Speaking of sawsawan, where can one have an infinite myriad of dipping sauces to go with one’s meal? Like in most Asian cuisines, sawsawan is provided at every dining table in the Philippines, whether at home or in commercial establishments. Doreen Fernandez ascribes it to a desire to fine-tune the taste of the dish to the preference of the individual diner, unlike in western cooking where there’s the ego of the chef to contend with (thank God for our great unnamed kusineros). Most common sawsawan on the Pinoy dining table are patis (fish sauce), toyo (soy sauce) and bagoong (salt-fermented fish or shrimp paste), or any of the three mixed with kalamansi or vinegar and spiked with chili. The sweet banana ketchup and liver sauce are fast becoming staples, as well. Also popular are the side dishes with any of the following combinations: chopped tomato, onion, green mango, salted duck egg, grilled eggplant, fresh mustard leaves, kamias, radish, cilantro, and chili, as well as lató (seaweed), atsara (from the Indian achar, pickled papaya and other veggies), burong manga (pickled mango), and burong isda (salt fermented rice with fish). These quasi-salads go well with any fried or grilled meat and fish. Isn’t our sawsawan more fun than the standard salt and pepper?  Filipinos are the most democratic when it comes to eating their food.  we adjust practically almost everything to suit our taste making probably other nationalities wonder if we have no high regard for our cooks. Of course we love our cooks; we are just very understanding people.

In our book Linamnam, Mary Ann and I probed the origins of such iconic dishes like Pampanga’s sisig, Ilocos empanada, Batangas bulalo, Lipa City’s lomi, Bicol express, Iloilo’s batchoy, Manila’s steak ala pobre and salpicao, to name a few.  It all boils down to one person “inventing” it, whether intentionally or accidentally. Then it catches on and everybody copies it within the clan, the community, the province, then the whole country, becoming part of the national “tradition” over time. But the question remains: How many years or even generations must a dish need to qualify as traditional and authentic?

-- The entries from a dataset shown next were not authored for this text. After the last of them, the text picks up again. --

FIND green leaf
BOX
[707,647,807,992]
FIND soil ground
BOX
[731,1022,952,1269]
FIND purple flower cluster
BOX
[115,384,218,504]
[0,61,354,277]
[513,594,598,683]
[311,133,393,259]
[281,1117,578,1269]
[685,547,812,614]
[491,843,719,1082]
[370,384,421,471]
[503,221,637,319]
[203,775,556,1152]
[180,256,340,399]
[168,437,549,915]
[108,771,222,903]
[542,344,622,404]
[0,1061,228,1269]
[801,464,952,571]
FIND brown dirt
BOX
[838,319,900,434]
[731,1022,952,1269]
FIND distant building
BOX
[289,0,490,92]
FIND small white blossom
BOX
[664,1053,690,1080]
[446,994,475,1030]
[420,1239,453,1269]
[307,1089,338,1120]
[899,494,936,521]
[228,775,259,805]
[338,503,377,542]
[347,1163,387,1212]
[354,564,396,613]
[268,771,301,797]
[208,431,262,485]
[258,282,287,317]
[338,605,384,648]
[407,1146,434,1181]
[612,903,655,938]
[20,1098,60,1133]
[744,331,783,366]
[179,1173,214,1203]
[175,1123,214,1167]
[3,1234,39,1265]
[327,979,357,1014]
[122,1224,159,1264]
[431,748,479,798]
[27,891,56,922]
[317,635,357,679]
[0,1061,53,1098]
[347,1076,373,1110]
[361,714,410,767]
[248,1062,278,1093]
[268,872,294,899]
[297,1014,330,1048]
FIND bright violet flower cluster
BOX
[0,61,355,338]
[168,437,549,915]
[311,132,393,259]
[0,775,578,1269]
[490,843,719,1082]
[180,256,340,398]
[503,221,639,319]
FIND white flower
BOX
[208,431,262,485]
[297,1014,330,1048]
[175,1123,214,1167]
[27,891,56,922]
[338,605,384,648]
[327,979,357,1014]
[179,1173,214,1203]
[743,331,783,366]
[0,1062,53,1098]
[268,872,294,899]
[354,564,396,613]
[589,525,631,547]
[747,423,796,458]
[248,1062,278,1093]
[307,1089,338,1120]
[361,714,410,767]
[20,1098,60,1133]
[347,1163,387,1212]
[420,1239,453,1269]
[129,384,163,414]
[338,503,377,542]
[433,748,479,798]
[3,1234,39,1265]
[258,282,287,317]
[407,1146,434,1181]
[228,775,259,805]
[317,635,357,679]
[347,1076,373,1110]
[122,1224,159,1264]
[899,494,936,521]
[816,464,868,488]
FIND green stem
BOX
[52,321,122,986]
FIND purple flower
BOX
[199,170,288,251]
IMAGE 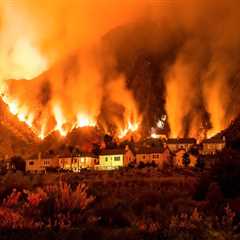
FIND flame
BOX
[76,113,96,128]
[2,95,34,128]
[53,105,68,137]
[118,121,140,138]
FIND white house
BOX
[136,147,170,166]
[201,137,226,155]
[166,138,197,152]
[26,153,58,173]
[97,147,135,170]
[58,153,98,172]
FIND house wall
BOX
[203,143,225,154]
[136,149,170,166]
[26,158,56,173]
[72,157,96,172]
[99,154,124,169]
[174,149,186,167]
[58,157,72,170]
[167,143,193,152]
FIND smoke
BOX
[165,1,240,137]
[0,0,240,137]
[0,0,146,136]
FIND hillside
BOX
[0,99,38,158]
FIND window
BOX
[114,156,121,161]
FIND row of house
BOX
[26,147,170,173]
[26,138,225,173]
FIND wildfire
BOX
[53,105,67,137]
[2,95,34,127]
[118,121,139,138]
[76,114,96,128]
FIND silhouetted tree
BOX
[92,143,101,155]
[10,156,26,172]
[183,153,190,167]
[196,155,205,171]
[104,134,117,149]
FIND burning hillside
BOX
[0,0,240,139]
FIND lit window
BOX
[114,156,121,161]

The book Linamnam doesn’t claim to have all the answers, but it will definitely lead the reader find out for himself the best eats every region has to offer, and also the why’s and how’s of what makes each dish unique and outstanding in its own right. Along the way, you’d discover the sheer variety and intricacies of our multi-layered cuisine, making it easier for the uninitiated to understand what makes the Filipino eat what he eats, and debunking the pronouncements of armchair pundits that Filipino cuisine is all brown, oily, and unappetizing.  As they say, variety is the spice of life. With such wonderful regional cuisines having an endless variety of tastes, flavors and all its nuances, and often full of surprises, isn’t it adventurously more fun having such diverse cuisine?

This four year long journey made us realize the richness of our cuisine, or should I say the cuisines of the Philippines, that, with all its regional differences, it is our common love of malinamnam food that binds us together. It is DEFINITELY more fun eating in the Philippines, authentic or not.